I don’t know if it was an apocryphal “repurposing” of a wine or orange crate but it came from a noble DIY beekeeping tradition of using free materials at hand. Long may it last.
As one who is 100% wedded to re-purposing unwanted pallets into beehives - I wholeheartedly applaud that sentiment.
LJ
 #9601  by Patrick
 15 Dec 2020, 12:13
Very interesting LJ.

"sliding drawers" and working beehives sounds er, challenging. By the second season I wonder if anything still slid.

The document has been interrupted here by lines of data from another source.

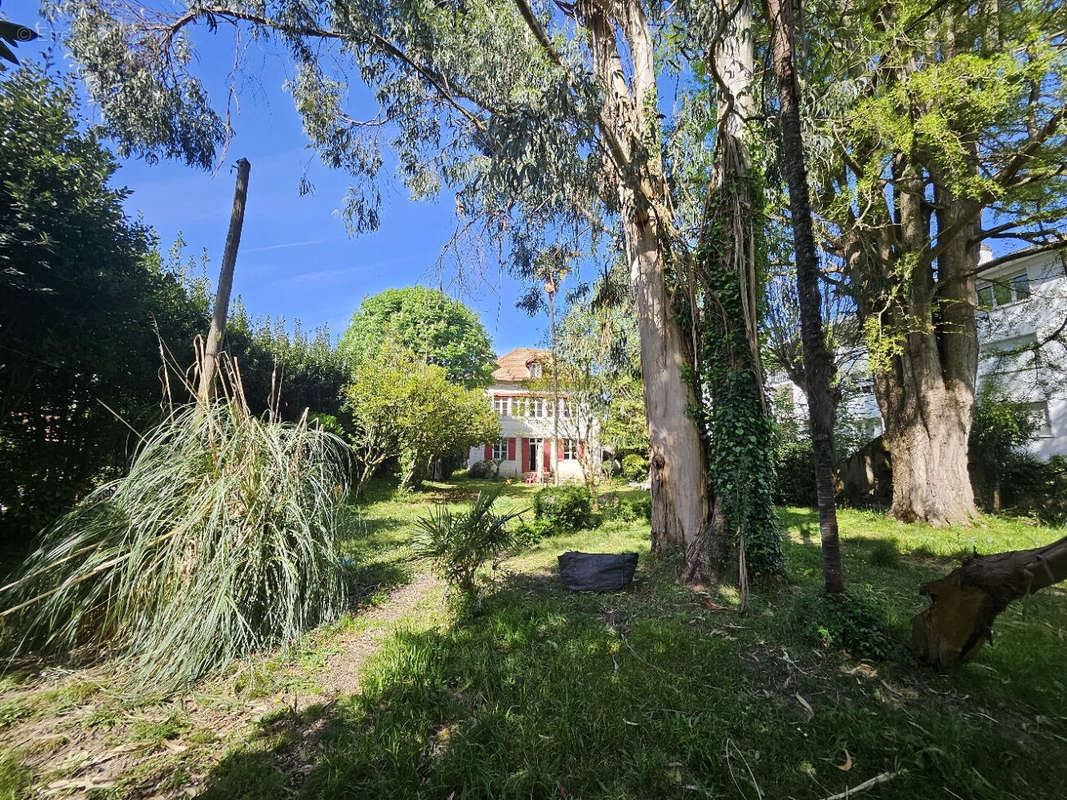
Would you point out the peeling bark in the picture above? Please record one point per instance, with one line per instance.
(965, 603)
(680, 504)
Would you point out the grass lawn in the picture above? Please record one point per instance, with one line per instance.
(648, 693)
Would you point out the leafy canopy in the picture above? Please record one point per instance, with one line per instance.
(436, 329)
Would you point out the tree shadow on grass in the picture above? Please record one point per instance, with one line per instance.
(546, 694)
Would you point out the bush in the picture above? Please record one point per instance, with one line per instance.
(483, 469)
(795, 470)
(851, 621)
(564, 509)
(1037, 488)
(626, 509)
(530, 532)
(220, 541)
(635, 467)
(458, 545)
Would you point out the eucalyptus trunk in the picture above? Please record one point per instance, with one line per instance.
(818, 365)
(727, 317)
(680, 504)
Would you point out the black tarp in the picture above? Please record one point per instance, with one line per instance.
(596, 572)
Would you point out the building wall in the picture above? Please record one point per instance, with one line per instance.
(518, 428)
(1005, 331)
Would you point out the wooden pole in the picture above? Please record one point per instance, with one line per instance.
(209, 367)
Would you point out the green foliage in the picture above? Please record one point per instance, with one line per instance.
(286, 372)
(1031, 486)
(627, 509)
(218, 543)
(853, 621)
(83, 293)
(736, 421)
(1001, 429)
(529, 532)
(795, 472)
(438, 330)
(459, 545)
(403, 409)
(635, 467)
(566, 509)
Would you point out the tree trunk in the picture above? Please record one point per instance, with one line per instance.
(965, 603)
(818, 365)
(680, 508)
(927, 427)
(209, 366)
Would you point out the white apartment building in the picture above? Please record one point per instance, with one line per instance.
(1022, 303)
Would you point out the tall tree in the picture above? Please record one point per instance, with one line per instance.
(816, 358)
(939, 127)
(438, 329)
(82, 296)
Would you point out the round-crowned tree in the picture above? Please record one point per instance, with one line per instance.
(438, 330)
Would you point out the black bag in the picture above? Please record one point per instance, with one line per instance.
(596, 572)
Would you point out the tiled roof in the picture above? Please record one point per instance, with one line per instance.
(511, 367)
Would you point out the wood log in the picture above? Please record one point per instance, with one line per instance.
(966, 602)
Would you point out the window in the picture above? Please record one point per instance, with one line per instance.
(1039, 413)
(1008, 356)
(1004, 290)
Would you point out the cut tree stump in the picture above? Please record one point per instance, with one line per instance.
(965, 603)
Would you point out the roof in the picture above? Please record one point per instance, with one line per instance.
(992, 264)
(513, 366)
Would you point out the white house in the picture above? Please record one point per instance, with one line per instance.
(1022, 303)
(530, 417)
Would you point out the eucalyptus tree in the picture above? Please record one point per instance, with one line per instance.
(545, 122)
(936, 128)
(818, 365)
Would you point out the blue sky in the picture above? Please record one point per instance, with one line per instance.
(296, 259)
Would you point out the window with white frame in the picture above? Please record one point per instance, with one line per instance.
(1009, 356)
(1042, 424)
(1004, 290)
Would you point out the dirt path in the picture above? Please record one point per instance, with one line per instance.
(77, 736)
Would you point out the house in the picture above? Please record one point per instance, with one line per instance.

Interesting how many of these designs seemed bordering on observation hives rather than any likelihood of being used in numbers. As you say, uber complex manipulations are not something replicable at scale, maybe they were never intended to be. I remember a really interesting talk on the octagonal Stewarton hive, which involved cabinet making skills well beyond me..
 #9602  by NigelP
 15 Dec 2020, 13:14
Little John wrote:
14 Dec 2020, 23:37

I've just translated a couple of chapters of Bastion's 'Theory and Practice of Rational Beekeeping' (1868), in which he sings the praises of Huber and Dzierzon, and yet is very lukewarm regarding Langstroth. The reason seems to be that the limitations of the skep had largely been solved by Dzierzon's removable-bar beehives - with Langstroth's invention being just so much icing on the cake in comparison.
All interesting stuff LJ.
IIRC Dzierzons hive with moveable frames only had access from the rear, so every frame had to be removed to inspect the hive, whereas with a Langstroth hive you had immediate access to any frame from the top. A much more elegant solution that is in almost universal use today.

On the subject of using beespace and who discovered movable frames...the Greeks (and Romans) got there centuries before anyone else. They spaced wooden bars on their woven willow/Osier type top bar "basket" hives enabling them to remove frames as they wished. George Wheler in 1682 had seen this and wrote about the removeable combs and Greek beehives in his book "A Journey into Greece" but had not twigged that the Greeks spaced theirs at specific distances apart to achieve this.

Looks quite an interesting book, available for free on Google Books.
page 421 is where you need to be where he shows a sketch of the greek beehive and describes how they remove the combs individually. Interestingly the hive is of a similar construction to that described in a book on Roman Agriculture. Perhaps suggesting the Greeks copied from their pervious occupiers.